Business is terrible. But try surviving without it. The Partnership for New York City is a group that was once appreciated for its efforts to facilitate the business of business in NYC, but that was before capitalists became evil for not paying people enough, women and minorities affected most. It would certainly be far better without business, because jobs are awful and there aren’t enough of them.
Because businesspeople understand something that seems to elude a great many of late, PFNYC sent Mayor Bill deBlasio an open letter. They had no choice, as there’s no other mayor at the moment.
Despite New York’s success in containing the coronavirus, unprecedented numbers of New Yorkers are unemployed, facing homelessness, or otherwise at risk. There is widespread anxiety over public safety, cleanliness and other quality of life issues that are contributing to deteriorating conditions in commercial districts and neighborhoods across the five boroughs.
We need to send a strong, consistent message that our employees, customers, clients and visitors will be coming back to a safe and healthy work environment. People will be slow to return unless their concerns about security and the livability of our communities are addressed quickly and with respect and fairness for our city’s diverse populations.
What these 160 business leaders are saying, in their moderated tones, is that the combination of the pandemic, knee-jerk reforms and the deterioration of life within the city from the acquiescence to the unduly passionate is becoming a very real problem in maintaining the infrastructure for business in the City to survive.
That’s putting it gently. Mr. de Blasio’s two terms have been a slow-rolling disaster that New Yorkers experience on a daily basis from rising vagrancy and public drug use to faltering subways, a public housing scandal, and failing schools. The city’s prolonged economic lockdown, new state bail law that makes it harder to hold suspects after arrest, and a $1 billion cut to the police budget have magnified the growing public disorder.

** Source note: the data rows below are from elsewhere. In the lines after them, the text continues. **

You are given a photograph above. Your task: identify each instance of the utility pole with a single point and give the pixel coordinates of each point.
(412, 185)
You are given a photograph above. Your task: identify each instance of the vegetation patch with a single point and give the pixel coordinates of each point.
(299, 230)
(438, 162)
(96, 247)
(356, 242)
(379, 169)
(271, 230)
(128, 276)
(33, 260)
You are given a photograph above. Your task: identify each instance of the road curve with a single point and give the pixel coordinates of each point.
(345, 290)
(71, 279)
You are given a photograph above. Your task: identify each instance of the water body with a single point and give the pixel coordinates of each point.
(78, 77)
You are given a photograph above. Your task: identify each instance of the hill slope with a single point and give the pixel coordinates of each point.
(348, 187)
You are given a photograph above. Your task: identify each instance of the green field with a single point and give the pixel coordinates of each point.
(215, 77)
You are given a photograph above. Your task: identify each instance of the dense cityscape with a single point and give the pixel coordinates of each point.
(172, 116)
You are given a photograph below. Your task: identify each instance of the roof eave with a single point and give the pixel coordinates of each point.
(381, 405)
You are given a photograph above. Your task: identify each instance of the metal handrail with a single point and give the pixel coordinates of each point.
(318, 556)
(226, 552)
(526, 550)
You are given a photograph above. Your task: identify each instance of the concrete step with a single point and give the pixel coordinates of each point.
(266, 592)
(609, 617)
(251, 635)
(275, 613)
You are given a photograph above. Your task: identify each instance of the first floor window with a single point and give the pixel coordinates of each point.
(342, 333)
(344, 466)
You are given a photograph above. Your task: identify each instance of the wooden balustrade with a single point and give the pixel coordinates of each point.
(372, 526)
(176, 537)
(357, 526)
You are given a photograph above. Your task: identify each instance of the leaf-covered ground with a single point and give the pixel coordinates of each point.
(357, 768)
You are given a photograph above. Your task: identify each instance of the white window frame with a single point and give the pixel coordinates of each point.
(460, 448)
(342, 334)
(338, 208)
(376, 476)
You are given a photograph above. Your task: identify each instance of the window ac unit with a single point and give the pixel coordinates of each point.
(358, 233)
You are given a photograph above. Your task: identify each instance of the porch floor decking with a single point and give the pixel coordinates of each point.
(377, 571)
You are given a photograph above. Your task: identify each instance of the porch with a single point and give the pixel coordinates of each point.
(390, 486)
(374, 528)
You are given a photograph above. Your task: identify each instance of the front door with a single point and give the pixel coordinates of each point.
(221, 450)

A 25-year-old woman on a recent Saturday morning was assaulted on a subway platform in Manhattan’s business district. Women have complained about being stalked by homeless men whom the city has put up in nearby hotels. Last month a man on his way to work was randomly shot in the arm in Grand Central Terminal. Meantime, hundreds of businesses have shuttered, many permanently, as Gov. Andrew Cuomo has reopened only very slowly. New York City’s French bakery chain Maison Kayser declared bankruptcy this week, and New York Sports Club said it plans to file as well.
Politics compels people to emphasize what suits their purposes and trivialize, if not attack, what doesn’t. That’s as true for business as it is for social justice. And that means choices have to be made, because it’s not viable for business to let the city slide into a spiral of destruction, bankruptcy and fear, even if only partially warranted. If the goal is to destroy capitalism, then it makes sense. But few of us actually want that, even if they believe some hybrid socialized nation could somehow exist off a 1% tax on billionaires.
On Thursday he begged businesses to lobby Congress for more budget relief. “To restore city services and save jobs, we need long term borrowing and a federal stimulus—we need these leaders to join the fight to move the City forward,” he tweeted.
Mr. Cuomo has resisted higher taxes, but this week he threatened to impose them if Washington doesn’t bail out the state. He and Mr. de Blasio know that a blue-state rescue is less likely as long as Republicans control the Senate, so they are probably trying to pressure the business class to lobby the GOP or support Democratic Senate candidates. Stick ’em up.
It’s surprising, though not entirely shocking, how few people have a working understanding of economics, how business functions. Jobs. We need them. They generate the tax revenues that pay for the things we want government to do for us. They enable us to feed our families. If we’re lucky and work hard, they may enable us to succeed and have a better life. But we can’t have jobs if there are no businesses to provide them.
We need business, not because businesses are such cool entities, but because we have a symbiotic relationship with them. No business, no product or service. We want our widget? Somebody has to make it. Nobody is going to make it if they can’t turn a profit doing so. Nobody can stay in business if their costs exceed their revenues. And if they can’t stay in business, they can’t give people jobs.
There is much to complain about business. Greed, shoddy products, worthless customer service, obscene executive compensation, inadequate employee compensation, discrimination, anti-discrimination, deceit, manipuation, the list goes on and on. But we can’t survive without it either. And businesses can’t survive in an environment like New York City, trying (and failing) to thread the needle between functionality and political extortion.
New York City will survive, although with a number of businesses that once held prime corners gone forever. The windows smashed by protesters will eventually be fixed when some new business takes over the space, and it will hire new employees who will aspire to success, just as the owner of the business does. But whether it will succeed, for everyone’s sake, depends on providing a commercial environment that doesn’t dump problems upon problems, making profitability too difficult. Or a sin.
A rising tide lifts all boats. There is no solution to what ails New York City that doesn’t include maintaining a viable environment for business, even with all the problems that need fixing. There is no social justice to be had in an impoverished city marked by squalor, fear and loathing.